The technological backbone is silicon carbide (SiC) ceramic ultrafiltration, deployed in modular systems from 100 to 500 L/h. These filters can remove up to 99.99% of pathogens without electricity or chemicals, offering a sustainable and autonomous solution. Their modularity ensures scalability, from households to schools, health centers, and entire small communities. This choice of technology reflects a strategic decision, balancing robustness, cost-efficiency, and suitability for off-grid environments.
Implementation follows structured phases that include baseline analysis, installation, monitoring, and long-term maintenance, each supported by clear KPIs such as turbidity levels, coliform counts, safe water volumes, and disease reduction rates. Digital platforms consolidate sensor data, laboratory validations, and community reports, ensuring traceability and transparency.
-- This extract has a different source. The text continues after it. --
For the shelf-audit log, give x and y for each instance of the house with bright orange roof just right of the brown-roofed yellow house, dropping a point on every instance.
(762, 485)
External audits using VWBA and WASH BA methodologies reinforce credibility and allow the benefits to be reported in ESG frameworks.
Governance and education are integral to the model. Community leaders are trained in O&M practices and receive manuals, workshops, and annual refresher sessions. Local water committees are established to supervise operation, address issues, and coordinate with institutional partners. At the same time, environmental education promotes responsible water use and hygiene practices, embedding long-term behavioral change.
The results are already visible: more than 300 systems installed have improved access for thousands of people, reducing childhood diarrhea cases by up to 90% and increasing school attendance. Each unit installed substitutes thousands of plastic bottles annually, cutting plastic waste and reducing pressure on unsafe water sources.
Strategically, Agua Torna offers companies and institutions a powerful value proposition: compliance with ESG and SDG targets, differentiation in markets where sustainability is a competitive advantage, and alignment with the Water Positive roadmap. Every dollar invested translates into measurable social, environmental, and reputational returns.
Looking ahead, the project seeks to expand into other critical basins in Latin America, integrate renewable energy solutions for pumping, and scale up through public-private partnerships. Its replicability and scalability position Agua Torna as a regional benchmark in decentralized water access.
In conclusion, Agua Torna is not only a technological solution but a holistic ecosystem of social, technical, and environmental innovation. It secures safe water as a human right while simultaneously driving resilience, economic opportunity, and water justice for vulnerable communities in the 21st century.